Einige Kommentatoren glauben, dass es für die türkische Armee schwierig sein wird, sich aus Syrien zurückzuziehen und Assads Bedingungen zu erfüllen, da die kurdischen Separatistenmilizen im Norden des Landes weiterhin aktiv sind und die von der Türkei unterstützten radikal-islamistischen Organisationen in Idlib Probleme bereiten.
Selbst Erdogans Rhetorik über die Rückführung der drei Millionen syrischen Flüchtlinge hat durch die Beschäftigung dieser billigen Arbeitskräfte durch AKP-nahe Wirtschaftsführer an Glaubwürdigkeit verloren. All diese Faktoren machen es für Erdogan immer schwieriger, vor den Wahlen im Mai außenpolitische Erfolge zu erzielen.
Der pensionierte türkische Diplomat Engin Solakoglu erklärt gegenüber The Cradle, dass die AKP zwar ihre außenpolitische Autonomie aufgrund des schwindenden regionalen Einflusses der USA ausbauen konnte, aber immer noch im Rahmen der bestehenden Beziehungen der Türkei zum Westen agiert: "Die Gelder, die die türkische Wirtschaft chronisch braucht, kommen hauptsächlich aus den europäischen Finanzzentren", sagt er.
Professor Behlul Ozkan zufolge sind mittelgroße Länder wie die Türkei zwar in der Lage, gelegentlich unabhängig in der Außenpolitik zu agieren, aber Erdogans Weltanschauung neigt nicht zum Eurasismus, wie oft von östlichen und westlichen Experten behauptet wird.
Ozkan betont die bedeutende Rolle, die der Westen in den letzten zwei Jahrzehnten für die türkische Wirtschaft gespielt hat, und sagt gegenüber The Cradle:
"Wenn Erdogan und die AKP die Wahlen gewinnen, ist die Wahrscheinlichkeit groß, dass die Türkei noch abhängiger vom Westen wird, wenn es um einen Ausweg aus der Wirtschaftskrise geht.
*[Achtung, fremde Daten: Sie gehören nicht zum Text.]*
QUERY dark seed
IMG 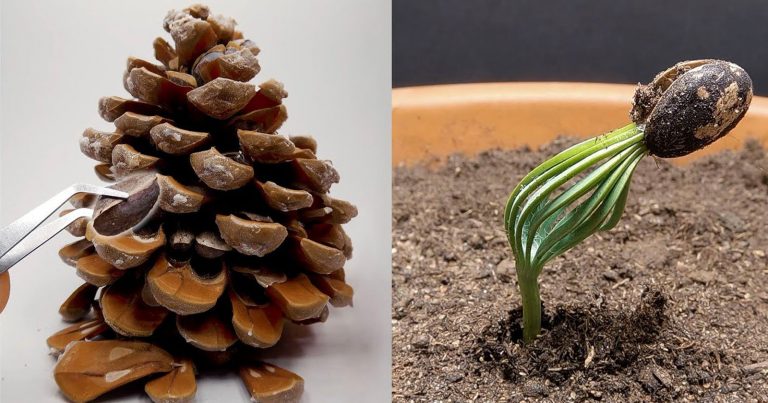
[636,60,752,158]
Die Rolle der AKP für die Türkei besteht darin, der Gendarm des Westens in der Region zu sein, so wie sie es während des Kalten Krieges war.
Die Weltanschauung der Opposition
Anstatt aus Erdogans außenpolitischen Zwängen und Schwachstellen Kapital zu schlagen, hat seine parteiübergreifende Opposition ein schwaches "Joint Memorandum of Understanding" vorgelegt, das kaum auf ihre außenpolitische Agenda eingeht. Mehr Plattitüden als Substanz, betont die Opposition den Grundsatz "Frieden zu Hause, Frieden in der Welt" und sagt, dass nationale Interessen und Sicherheit die Grundlage ihrer Politik sein werden.
In dem Dokument heißt es außerdem, dass "die Beziehungen zu den USA auf der Grundlage einer Verständigung unter Gleichen institutionalisiert werden sollten", während Russland nur zweimal erwähnt wird. Es ist auch bemerkenswert, dass die CHP Moskau kürzlich daran erinnert hat, dass die Türkei "ein NATO-Land" ist.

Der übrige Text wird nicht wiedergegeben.